All C6x DSPs have instructions and corresponding intrinsics that let you operate on 16-bit data stored in the high and low parts of a 32-bit register, as illustrated in Example 2. The C64x and C67x offer double word-wide access via the LDDW (Load Double Word) and STDW (Store Double Word) instructions and corresponding intrinsics. In this case, 64 bits worth of data are read into the register file, with elements packed into a pair of registers. A requirement is that arrays must now be aligned on certain boundaries to use these instructions.

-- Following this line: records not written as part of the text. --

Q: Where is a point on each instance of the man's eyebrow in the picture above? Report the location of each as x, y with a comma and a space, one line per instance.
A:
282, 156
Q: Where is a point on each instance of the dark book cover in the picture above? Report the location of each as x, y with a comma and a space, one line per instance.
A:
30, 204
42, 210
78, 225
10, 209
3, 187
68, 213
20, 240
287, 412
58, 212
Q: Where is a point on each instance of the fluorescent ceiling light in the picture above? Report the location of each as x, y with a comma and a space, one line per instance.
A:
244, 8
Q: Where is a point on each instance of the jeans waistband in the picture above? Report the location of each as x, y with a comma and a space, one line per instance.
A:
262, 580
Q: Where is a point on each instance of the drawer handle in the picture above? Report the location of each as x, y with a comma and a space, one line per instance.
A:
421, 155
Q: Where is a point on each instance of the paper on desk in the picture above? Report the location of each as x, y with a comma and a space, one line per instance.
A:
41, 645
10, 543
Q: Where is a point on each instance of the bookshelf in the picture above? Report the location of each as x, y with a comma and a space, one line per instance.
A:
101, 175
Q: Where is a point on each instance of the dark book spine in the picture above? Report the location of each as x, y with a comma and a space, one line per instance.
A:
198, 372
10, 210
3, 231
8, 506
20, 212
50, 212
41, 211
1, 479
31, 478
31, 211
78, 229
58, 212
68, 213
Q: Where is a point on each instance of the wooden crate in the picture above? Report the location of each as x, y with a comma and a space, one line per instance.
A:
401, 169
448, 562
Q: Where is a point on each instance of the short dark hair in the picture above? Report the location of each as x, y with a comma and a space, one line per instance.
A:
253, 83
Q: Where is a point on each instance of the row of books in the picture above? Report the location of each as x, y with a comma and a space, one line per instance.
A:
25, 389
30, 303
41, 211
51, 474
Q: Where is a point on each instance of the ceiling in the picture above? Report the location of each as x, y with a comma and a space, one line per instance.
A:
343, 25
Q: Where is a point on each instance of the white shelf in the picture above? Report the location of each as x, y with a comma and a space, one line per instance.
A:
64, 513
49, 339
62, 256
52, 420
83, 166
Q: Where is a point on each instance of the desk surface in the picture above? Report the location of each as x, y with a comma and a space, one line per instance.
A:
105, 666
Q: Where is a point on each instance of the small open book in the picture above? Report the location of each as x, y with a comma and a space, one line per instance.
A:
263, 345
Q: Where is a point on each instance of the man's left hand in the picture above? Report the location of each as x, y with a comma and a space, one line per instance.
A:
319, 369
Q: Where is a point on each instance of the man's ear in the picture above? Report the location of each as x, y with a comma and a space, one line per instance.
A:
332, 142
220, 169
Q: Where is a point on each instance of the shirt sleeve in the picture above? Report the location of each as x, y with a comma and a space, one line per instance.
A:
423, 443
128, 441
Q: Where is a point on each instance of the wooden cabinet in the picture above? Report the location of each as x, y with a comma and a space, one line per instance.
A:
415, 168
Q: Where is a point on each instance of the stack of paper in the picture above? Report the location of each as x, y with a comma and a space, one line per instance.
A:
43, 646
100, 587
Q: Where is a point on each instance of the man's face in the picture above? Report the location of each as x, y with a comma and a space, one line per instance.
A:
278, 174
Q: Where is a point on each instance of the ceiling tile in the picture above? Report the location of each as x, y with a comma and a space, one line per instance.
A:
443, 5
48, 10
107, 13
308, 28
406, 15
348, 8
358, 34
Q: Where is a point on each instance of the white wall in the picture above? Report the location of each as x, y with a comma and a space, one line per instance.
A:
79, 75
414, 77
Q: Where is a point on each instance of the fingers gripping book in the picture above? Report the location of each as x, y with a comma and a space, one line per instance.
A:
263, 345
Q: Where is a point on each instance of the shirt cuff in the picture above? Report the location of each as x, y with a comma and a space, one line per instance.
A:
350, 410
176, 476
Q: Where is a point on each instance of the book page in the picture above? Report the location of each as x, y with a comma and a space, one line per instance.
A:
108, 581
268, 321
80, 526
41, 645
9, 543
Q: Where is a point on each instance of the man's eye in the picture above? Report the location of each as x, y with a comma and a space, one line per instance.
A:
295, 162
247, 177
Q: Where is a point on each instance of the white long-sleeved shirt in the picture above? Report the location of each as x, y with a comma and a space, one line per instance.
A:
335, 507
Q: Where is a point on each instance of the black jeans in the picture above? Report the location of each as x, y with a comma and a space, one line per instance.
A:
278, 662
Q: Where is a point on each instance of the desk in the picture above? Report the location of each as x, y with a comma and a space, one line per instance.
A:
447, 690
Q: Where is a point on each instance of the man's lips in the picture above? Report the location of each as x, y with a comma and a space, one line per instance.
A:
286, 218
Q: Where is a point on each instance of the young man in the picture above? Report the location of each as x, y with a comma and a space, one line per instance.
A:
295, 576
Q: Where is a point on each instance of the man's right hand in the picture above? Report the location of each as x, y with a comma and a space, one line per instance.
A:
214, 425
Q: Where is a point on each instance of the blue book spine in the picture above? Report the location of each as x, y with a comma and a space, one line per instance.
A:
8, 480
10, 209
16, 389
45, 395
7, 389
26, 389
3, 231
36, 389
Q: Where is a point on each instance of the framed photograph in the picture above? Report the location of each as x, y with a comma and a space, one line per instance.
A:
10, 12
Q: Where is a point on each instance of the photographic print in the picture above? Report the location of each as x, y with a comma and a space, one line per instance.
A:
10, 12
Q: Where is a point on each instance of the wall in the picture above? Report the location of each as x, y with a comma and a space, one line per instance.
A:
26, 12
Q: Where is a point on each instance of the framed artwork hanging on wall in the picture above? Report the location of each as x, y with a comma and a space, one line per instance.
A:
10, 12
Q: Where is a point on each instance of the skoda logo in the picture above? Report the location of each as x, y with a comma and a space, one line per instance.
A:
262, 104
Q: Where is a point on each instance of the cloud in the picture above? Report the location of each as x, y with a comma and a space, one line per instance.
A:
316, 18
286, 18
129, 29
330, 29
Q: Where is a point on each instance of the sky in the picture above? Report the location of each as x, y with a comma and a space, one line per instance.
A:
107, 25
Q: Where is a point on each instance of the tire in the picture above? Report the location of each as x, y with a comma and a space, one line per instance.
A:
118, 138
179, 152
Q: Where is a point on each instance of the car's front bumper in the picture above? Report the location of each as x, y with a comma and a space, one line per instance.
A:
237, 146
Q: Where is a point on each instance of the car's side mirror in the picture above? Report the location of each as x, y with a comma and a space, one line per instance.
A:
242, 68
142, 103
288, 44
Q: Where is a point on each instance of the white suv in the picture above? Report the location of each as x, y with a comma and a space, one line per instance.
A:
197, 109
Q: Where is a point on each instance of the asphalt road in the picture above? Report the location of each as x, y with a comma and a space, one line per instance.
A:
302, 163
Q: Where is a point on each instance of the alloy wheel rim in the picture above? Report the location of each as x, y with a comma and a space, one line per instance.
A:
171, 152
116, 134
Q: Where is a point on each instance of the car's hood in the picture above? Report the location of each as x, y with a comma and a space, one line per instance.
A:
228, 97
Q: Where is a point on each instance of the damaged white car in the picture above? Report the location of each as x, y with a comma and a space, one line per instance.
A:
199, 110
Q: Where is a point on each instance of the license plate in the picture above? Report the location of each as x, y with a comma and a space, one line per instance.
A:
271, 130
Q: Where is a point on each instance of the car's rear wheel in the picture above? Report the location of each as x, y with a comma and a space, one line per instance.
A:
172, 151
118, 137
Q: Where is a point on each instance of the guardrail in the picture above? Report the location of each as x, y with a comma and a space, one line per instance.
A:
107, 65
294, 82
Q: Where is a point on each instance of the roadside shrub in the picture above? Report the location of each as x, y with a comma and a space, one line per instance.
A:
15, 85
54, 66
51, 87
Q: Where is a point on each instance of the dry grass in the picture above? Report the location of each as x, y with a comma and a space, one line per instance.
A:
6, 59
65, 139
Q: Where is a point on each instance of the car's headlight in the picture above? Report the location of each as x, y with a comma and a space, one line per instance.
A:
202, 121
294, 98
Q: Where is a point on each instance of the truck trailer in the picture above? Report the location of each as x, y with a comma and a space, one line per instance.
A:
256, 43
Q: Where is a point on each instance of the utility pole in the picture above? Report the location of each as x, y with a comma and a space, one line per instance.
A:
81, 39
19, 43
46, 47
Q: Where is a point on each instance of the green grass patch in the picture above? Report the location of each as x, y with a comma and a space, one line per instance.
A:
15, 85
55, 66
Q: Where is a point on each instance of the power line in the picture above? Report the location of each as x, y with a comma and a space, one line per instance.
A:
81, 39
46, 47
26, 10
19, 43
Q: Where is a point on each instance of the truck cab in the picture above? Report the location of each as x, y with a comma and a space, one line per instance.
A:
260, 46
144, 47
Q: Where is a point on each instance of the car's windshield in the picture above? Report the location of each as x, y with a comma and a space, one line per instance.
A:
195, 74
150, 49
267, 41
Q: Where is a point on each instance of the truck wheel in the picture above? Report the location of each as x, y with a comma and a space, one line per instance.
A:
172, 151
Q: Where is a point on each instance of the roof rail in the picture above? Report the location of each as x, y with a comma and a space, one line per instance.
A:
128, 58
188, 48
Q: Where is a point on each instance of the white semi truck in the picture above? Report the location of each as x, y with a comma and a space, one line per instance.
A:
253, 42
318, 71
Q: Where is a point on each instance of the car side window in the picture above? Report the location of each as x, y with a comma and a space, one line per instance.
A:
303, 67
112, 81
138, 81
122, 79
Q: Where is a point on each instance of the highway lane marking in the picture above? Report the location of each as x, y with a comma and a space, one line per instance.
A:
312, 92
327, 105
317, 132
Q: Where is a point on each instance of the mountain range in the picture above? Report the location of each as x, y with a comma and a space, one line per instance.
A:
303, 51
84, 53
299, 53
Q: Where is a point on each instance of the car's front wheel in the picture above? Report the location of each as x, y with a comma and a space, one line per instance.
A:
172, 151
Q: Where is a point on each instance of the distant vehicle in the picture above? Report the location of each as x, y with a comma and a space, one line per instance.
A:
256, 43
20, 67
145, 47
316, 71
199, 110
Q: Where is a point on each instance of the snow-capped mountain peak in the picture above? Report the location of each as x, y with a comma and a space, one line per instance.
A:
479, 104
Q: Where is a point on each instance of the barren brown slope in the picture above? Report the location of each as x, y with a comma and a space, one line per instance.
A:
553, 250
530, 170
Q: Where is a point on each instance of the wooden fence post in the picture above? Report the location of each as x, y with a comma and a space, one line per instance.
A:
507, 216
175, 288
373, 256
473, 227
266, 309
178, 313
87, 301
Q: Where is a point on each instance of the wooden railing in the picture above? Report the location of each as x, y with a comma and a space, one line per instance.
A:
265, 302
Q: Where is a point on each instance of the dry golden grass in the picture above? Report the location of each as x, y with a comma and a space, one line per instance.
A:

Arrays have to be word-aligned to use LDW/STW, and aligned on a double-word boundary to use LDDW/STDW. The C64x DSP builds upon this architectural feature by allowing nonaligned accesses of memory via various instructions such as LDNW/STNW (load/store nonaligned word) and LDNDW/STNDW (load/store nonaligned double word), which correspond to the intrinsics _mem4 and _memd8, respectively. These nonaligned instructions constitute a significant advantage, especially in certain image- and video-processing scenarios when algorithms march along in 8-bit pixel (byte) boundaries. Without such instructions, you are locked out of the packed data optimization due to restrictions imposed by 32-bit or 64-bit alignment boundaries.

One of the simplest examples of using intrinsics to help guide the compiler to take advantage of packed data is the implementation of a function that zeros out an array. This function is similar to the Standard C Library memset function; see Listing One. This function only works with arrays aligned on a double-word boundary, where count is a multiple of 8 and greater than or equal to 32. However, given these restrictions, this function offers advantages over the general-purpose memset function, which by necessity must be more conservative than memclear to maintain generality (see Listing Two). The _nassert intrinsic in Listing One is an example of an intrinsic that does not generate any code, rather it asserts to the compiler that the address of the pointer passed into the function is divisible by 8; in other words, aligned on a double-word boundary. To declare an aligned array use the DATA_ALIGN pragma (see Listing Three). The MUST_ITERATE pragma directive is a means of conveying information to the compiler regarding the number of times a loop iterates, commonly referred to as the "loop trip count." Through this directive, you can specify the exact number of times a loop executes, if the trip count is a multiple of some number, the minimum number of iterations through the loop, and so on. This pragma should be used wherever possible—especially when the minimum trip count is known because this information lets the compiler be more aggressive when applying loop transformations. The form of the MUST_ITERATE pragma used in memclear specifies that the loop is guaranteed to execute at least 32 times, and armed with this information the compiler can proceed to unroll the loop. Loop unrolling is a code optimization technique where the kernel of a loop is expanded by some factor X—and the loop stopping condition adjusted to N/X—with the intent of reducing the number of branches. By reducing the branch overhead, the efficiency of the loop is increased, and it also allows for better scheduling of instructions contained within the loop kernel.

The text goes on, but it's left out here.